Creating an Azure Data Factory


Welcome back to the next step in our journey from Blob storage to PowerBI.

Now that we have created our blob storage account and our SQL databases, now it is time to create the pipelines that will move the data from location A to B.


The service that is responsible for this is called Azure Data Factory (or ADF for short). Now, before I continue, I have to mention that Azure markets this product as an ETL tool (Extract, Transform, Load) while I see it more of an orchestration tool. 


What this means in real life is that when thinking about "What should I use ADF for" it is mainly as a tool that will copy/move data and "orchestrate" different activities within ADF pipelines. This will become more clear as we go through our examples and this is not to say that ADF cannot do ETL functions.  However, when compared to other tools such as Informatica, SAP Data Services, or Databricks, ADF still has a ways to go to become a contender in that space.


To learn more about ADF please follow the helpful links provided by Microsoft: Azure Data Factory.


With that out of the way, the first step is to create an Azure Data Factory.


Note: I will be using ADF to reference Azure Data Factory.


Set up to create an Azure Data Factory

First log into the Azure portal and then type in "Data Factory" in the search box and then click on the "Data factories" icon:

Creating Azure Data Factory
First step to data domination!!


After clicking on the ADF icon you will then be taken to the home page that lists all of the different Data Factories that have been created so far under your subscription. If you are working at a company that actively uses ADFs you can filter down the list by clicking on "Subscription" tab highlighted in the red circle. By default ADF is set to show all.

List of Azure Data Factories
This screen lists all of the ADFs that have been created so far or help you find other ADFs.


To start the process click on the "Add" button. This will take you to the ADF creation screen.


Creating an Azure Data Factory

The process of creating an ADF is relatively simple. Once you click on the "Add" button you are taken to the creation page where the main selections that you need to make are to which subscription/resource group you want this ADF to be created in and then select from which region you want this ADF to be created in.

Creating Azure Data Factory
Probably the least amount of fields to fill out in Azure world


In the above screenshot we filled out the following:

  1. Subscription group - this value is usually auto filled so if you need to create it in a different location make sure to check that first.
  2. Resource group - Like in the above, this is to further filter down where ADF will live. You can either select an already created resource group or create a new one.
  3. Region - This one depends on the location you live in. As a rule try to create it as close as possible to where your data resides to reduce the time it takes the data to be sent from one region to another.
  4. Name - the name of the ADF
  5. Version - so by default V2 will be selected. This is the newest version of ADF that Azure provides. For context the V1 version is still offered as a legacy option, but the number of tools available in that ADF will be limited. If possible always use V2 (or later versions when they roll out).

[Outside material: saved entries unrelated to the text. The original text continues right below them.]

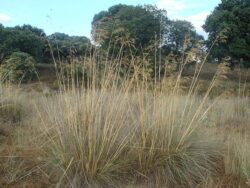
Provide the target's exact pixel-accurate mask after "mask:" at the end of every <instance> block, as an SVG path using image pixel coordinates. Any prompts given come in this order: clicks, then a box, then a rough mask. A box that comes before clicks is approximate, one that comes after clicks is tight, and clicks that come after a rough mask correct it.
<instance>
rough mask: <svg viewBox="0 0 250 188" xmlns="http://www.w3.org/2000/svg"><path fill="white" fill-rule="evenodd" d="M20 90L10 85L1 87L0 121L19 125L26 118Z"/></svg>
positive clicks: (1, 85) (1, 86) (0, 85)
mask: <svg viewBox="0 0 250 188" xmlns="http://www.w3.org/2000/svg"><path fill="white" fill-rule="evenodd" d="M18 92H19V91H18V89H15V88H13V87H12V86H10V85H0V121H2V122H4V123H10V124H18V123H20V122H21V120H22V118H23V116H24V107H23V105H22V103H21V98H20V96H19V95H18Z"/></svg>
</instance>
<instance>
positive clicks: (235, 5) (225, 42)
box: [203, 0, 250, 67]
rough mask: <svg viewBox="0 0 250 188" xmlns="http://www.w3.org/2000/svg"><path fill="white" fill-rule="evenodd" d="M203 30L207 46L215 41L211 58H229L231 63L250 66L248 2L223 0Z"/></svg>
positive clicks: (241, 0)
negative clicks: (214, 44) (207, 45)
mask: <svg viewBox="0 0 250 188" xmlns="http://www.w3.org/2000/svg"><path fill="white" fill-rule="evenodd" d="M203 28H204V29H205V31H206V32H208V33H209V37H208V46H211V45H212V43H213V42H214V41H216V44H215V46H214V47H213V49H212V51H211V57H212V58H218V59H219V60H221V59H222V58H224V57H226V56H230V57H231V58H232V63H236V62H241V63H244V64H245V66H248V67H249V66H250V53H249V52H250V0H223V1H222V2H221V3H220V4H219V5H218V6H217V7H216V8H215V9H214V11H213V13H212V14H211V15H210V16H208V18H207V20H206V23H205V25H204V26H203Z"/></svg>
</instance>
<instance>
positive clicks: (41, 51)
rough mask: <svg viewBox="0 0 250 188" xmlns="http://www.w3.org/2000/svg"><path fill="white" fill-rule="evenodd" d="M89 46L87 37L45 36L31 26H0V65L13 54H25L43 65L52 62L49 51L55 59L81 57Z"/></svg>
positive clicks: (75, 36)
mask: <svg viewBox="0 0 250 188" xmlns="http://www.w3.org/2000/svg"><path fill="white" fill-rule="evenodd" d="M89 45H90V40H89V39H88V38H87V37H81V36H69V35H66V34H64V33H54V34H52V35H49V36H46V35H45V33H44V31H43V30H42V29H39V28H36V27H33V26H31V25H23V26H16V27H6V28H5V27H4V26H3V25H2V24H0V64H1V63H3V61H4V60H5V59H6V58H8V57H9V56H10V55H11V54H12V53H13V52H24V53H27V54H29V55H31V56H32V57H33V58H34V59H35V60H36V61H37V62H44V63H48V62H51V61H52V55H51V51H52V52H53V53H54V54H55V57H58V55H59V57H61V58H63V57H68V56H70V55H74V56H83V55H85V53H87V51H88V48H89ZM50 48H52V50H51V49H50Z"/></svg>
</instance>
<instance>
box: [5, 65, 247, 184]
mask: <svg viewBox="0 0 250 188" xmlns="http://www.w3.org/2000/svg"><path fill="white" fill-rule="evenodd" d="M72 66H73V65H72ZM88 68H89V67H88ZM104 68H105V69H106V70H109V67H107V68H106V67H104ZM136 70H137V69H134V74H133V75H129V76H128V77H127V78H125V79H121V76H120V75H119V74H117V73H115V72H113V71H111V72H108V71H107V72H104V73H105V74H102V73H101V72H98V70H97V69H95V68H94V69H93V70H92V69H88V74H85V72H84V73H83V74H82V76H83V79H82V81H83V83H80V82H81V79H80V78H78V77H77V78H75V72H74V71H72V72H73V76H71V77H67V76H65V74H63V75H61V77H59V81H58V83H59V86H60V87H59V89H58V90H57V91H56V92H53V93H51V94H49V95H44V94H43V93H39V92H35V91H27V90H26V91H25V90H23V91H20V90H15V92H13V91H12V90H11V89H12V88H11V87H9V88H8V87H6V86H2V85H1V92H0V93H1V98H0V101H1V102H0V105H1V107H0V108H1V110H0V116H1V118H2V119H1V120H2V121H3V122H4V121H5V122H6V121H7V120H8V122H9V123H11V124H14V123H16V122H22V124H23V126H19V127H16V128H15V131H14V134H12V135H11V136H9V137H7V138H6V139H5V142H4V144H2V145H0V159H1V161H0V166H1V168H0V169H1V170H0V175H1V178H0V181H1V182H3V183H2V186H3V187H4V186H5V187H8V186H9V187H10V186H17V185H20V186H21V185H22V186H24V185H27V184H26V183H27V182H29V183H30V184H28V185H29V186H33V185H34V184H35V183H36V181H37V182H38V184H39V186H45V187H49V186H51V187H72V188H78V187H79V188H80V187H97V188H99V187H239V186H246V185H247V184H248V183H249V178H250V173H249V170H250V164H249V160H248V159H249V157H250V156H249V151H248V150H247V145H248V144H249V136H248V133H249V132H250V129H249V124H248V122H249V117H250V116H249V113H250V106H249V104H250V101H249V98H248V97H245V96H244V97H238V98H236V97H233V98H227V99H226V98H223V97H222V96H221V95H220V96H219V98H215V97H210V94H211V93H212V88H213V85H216V79H214V80H213V81H212V83H210V84H207V85H206V88H208V89H207V91H206V92H203V93H202V95H201V94H200V92H199V89H198V86H199V79H198V76H197V75H196V76H195V77H194V78H193V79H191V80H190V79H187V80H186V83H187V85H186V86H185V87H189V90H188V91H186V92H184V91H183V90H184V89H183V85H182V84H181V80H182V77H181V75H182V73H181V72H180V73H175V75H174V76H173V78H174V79H173V78H171V79H172V81H171V79H169V80H167V79H163V80H162V81H157V82H154V80H153V81H152V80H146V79H144V77H143V76H138V75H137V74H136ZM83 71H84V69H83ZM95 71H97V72H95ZM197 71H198V72H199V70H197ZM69 73H70V72H68V73H67V74H69ZM57 74H60V72H57ZM89 74H91V79H89V80H88V79H87V78H86V77H87V76H86V75H89ZM140 74H141V75H143V74H144V73H143V72H142V73H140ZM93 75H98V77H97V78H95V77H94V76H93ZM67 78H68V80H67ZM86 79H87V80H86ZM170 82H171V83H170ZM220 82H223V80H222V79H221V80H220ZM170 86H171V87H170ZM4 87H5V89H3V88H4ZM169 88H171V89H172V90H169ZM23 96H25V97H23ZM218 99H219V100H218ZM9 101H11V102H9ZM12 101H14V102H12ZM5 104H15V105H13V106H12V107H10V106H11V105H9V106H8V105H5ZM19 105H20V106H19ZM24 105H25V108H24ZM7 106H8V107H7ZM26 108H28V109H29V111H28V112H29V113H30V115H29V116H27V115H25V113H23V111H25V109H26ZM25 112H26V113H27V110H26V111H25ZM229 180H230V181H229ZM0 185H1V184H0Z"/></svg>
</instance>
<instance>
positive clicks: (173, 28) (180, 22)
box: [164, 20, 204, 53]
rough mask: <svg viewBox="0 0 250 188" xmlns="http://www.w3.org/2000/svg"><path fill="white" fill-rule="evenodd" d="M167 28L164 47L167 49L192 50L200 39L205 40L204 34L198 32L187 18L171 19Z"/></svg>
mask: <svg viewBox="0 0 250 188" xmlns="http://www.w3.org/2000/svg"><path fill="white" fill-rule="evenodd" d="M167 29H168V32H167V33H166V35H165V38H164V49H166V50H167V51H173V52H175V53H178V52H182V51H183V50H190V49H191V48H193V47H194V45H195V44H196V43H197V42H198V41H199V40H204V38H203V36H201V35H198V34H197V33H196V31H195V28H194V26H193V25H192V24H191V23H190V22H188V21H185V20H174V21H171V23H170V24H169V25H168V28H167ZM184 48H185V49H184Z"/></svg>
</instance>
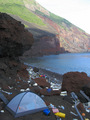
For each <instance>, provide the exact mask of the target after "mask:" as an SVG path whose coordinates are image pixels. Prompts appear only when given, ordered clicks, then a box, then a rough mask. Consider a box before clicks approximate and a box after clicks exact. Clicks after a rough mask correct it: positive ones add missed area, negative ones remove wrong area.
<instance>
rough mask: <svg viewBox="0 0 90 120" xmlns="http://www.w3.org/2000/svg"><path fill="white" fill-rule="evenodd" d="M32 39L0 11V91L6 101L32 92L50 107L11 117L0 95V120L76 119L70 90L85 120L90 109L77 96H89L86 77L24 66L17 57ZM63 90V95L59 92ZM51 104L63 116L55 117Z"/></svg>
mask: <svg viewBox="0 0 90 120" xmlns="http://www.w3.org/2000/svg"><path fill="white" fill-rule="evenodd" d="M33 42H34V40H33V36H32V34H31V33H29V32H28V31H27V30H25V29H24V26H23V25H22V24H21V23H20V22H18V21H16V20H14V19H13V18H11V17H10V16H8V15H6V14H2V13H0V92H1V93H3V95H4V96H5V97H6V98H7V100H8V101H11V100H12V98H14V97H15V96H16V95H18V94H20V93H22V92H24V91H30V92H33V93H35V94H37V95H38V96H40V97H41V98H42V99H43V100H44V101H45V103H46V105H47V106H48V109H49V110H50V114H49V115H45V114H44V113H43V111H41V112H37V113H33V114H28V115H26V116H22V117H18V118H15V117H14V116H13V115H12V114H11V113H9V111H8V110H7V109H6V104H5V103H4V102H3V100H2V98H0V120H15V119H16V120H27V119H28V120H42V119H43V120H46V119H48V120H60V119H61V120H76V119H77V120H80V117H79V116H77V112H76V110H75V108H74V107H73V106H74V104H75V101H74V100H73V98H72V97H71V94H70V93H71V92H75V93H76V95H77V96H78V99H79V101H80V104H79V105H78V106H77V107H78V110H79V112H80V114H82V113H84V114H85V115H84V116H83V119H86V118H87V119H86V120H89V119H90V110H88V111H86V109H85V107H84V105H83V103H88V102H89V104H90V101H88V100H87V99H86V98H85V97H82V96H81V94H80V90H83V91H84V92H85V94H86V95H87V96H88V97H90V77H88V76H87V74H86V73H83V72H82V73H80V72H70V73H66V74H64V75H60V74H56V73H53V72H51V71H47V70H44V69H41V68H36V67H31V66H27V65H25V64H24V63H22V62H21V61H20V59H19V56H22V54H23V53H24V51H26V50H27V49H30V48H31V46H32V44H33ZM81 83H82V84H81ZM63 91H64V92H65V93H66V94H65V95H62V94H61V93H62V92H63ZM0 97H1V96H0ZM51 105H53V106H54V108H57V109H58V110H59V111H60V112H62V113H64V114H65V115H66V116H65V118H60V117H56V115H55V114H54V113H53V111H52V106H51ZM73 113H75V114H73Z"/></svg>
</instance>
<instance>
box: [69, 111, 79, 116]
mask: <svg viewBox="0 0 90 120" xmlns="http://www.w3.org/2000/svg"><path fill="white" fill-rule="evenodd" d="M70 113H71V114H73V115H75V116H78V115H77V114H75V113H74V112H72V111H70Z"/></svg>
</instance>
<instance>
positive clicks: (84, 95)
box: [80, 90, 90, 102]
mask: <svg viewBox="0 0 90 120" xmlns="http://www.w3.org/2000/svg"><path fill="white" fill-rule="evenodd" d="M80 93H81V94H82V95H83V96H84V97H85V98H86V99H87V100H88V102H90V98H89V97H88V96H87V95H86V94H85V93H84V92H83V91H82V90H80Z"/></svg>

Click the "Review + create" button to start the creation process. There is an option to add this pipeline to a Git repository, but that can be done post ADF creation and is outside of this blog post. I will definitely take the time to go over it at a later time.

Note: You might get an error when creating ADF that relates to the GIT configuration. If you do get that, the simple fix is to just select the "Configure Git Later" check box. To get to it click on "Git configuration tab".

ADF "Configure Git later" option
Always working on a prod version of ADF? That will never lead to trouble.


Once you go to the "Review + create" screen, click on "Create" button and you should be taken to the creation page. Give it a couple of minutes and you should get a success message.

ADF Resource creation resource
If you see this you are in good shape


Verifying that the Azure Data Factory was created

After the ADF is deployed, you have a couple of ways to get to it. First way is to go through the Azure portal. Follow the instructions that were listed at the start of the blog, but now you should see the newly created ADF.

Azure Data Factory


The second way to get to your ADF is to go through the url. Type in "adf.azure.com". This will take you directly to the ADF selection screen. From there you will be able to select the Subcription group and then the ADF that you just created. The only difference between this approach and doing it through the portal is that in the "adf.azure.com" screen you are able to see all the ADFs in a Subscription group, whereas in the portal you can refine it through the filtering or resource groups as well.

adf.azure.com
When someone pulls this up you know you are dealing with a pro.

If you are using the "adf.azure.com" approach click on "Continue" to launch the ADF screen. If you are in the portal then click on your ADF service your just spun up.

That will take you to the main page for this ADF. This page contains all the admin information about this ADF. For example, how many times this ADF has run, success vs errors, and also IAM options to limit access to only those that are authorized to use it.

For the purpose of this blog the only thing you need to do is to click on "Author & Monitor".

Author & Monitor ADF button
Got to be the worst name to say "open this ADF".


You will then be taken to the main ADF page. This page will include links to tutorial videos and is also the starting screen that shows you the basic activities you can do.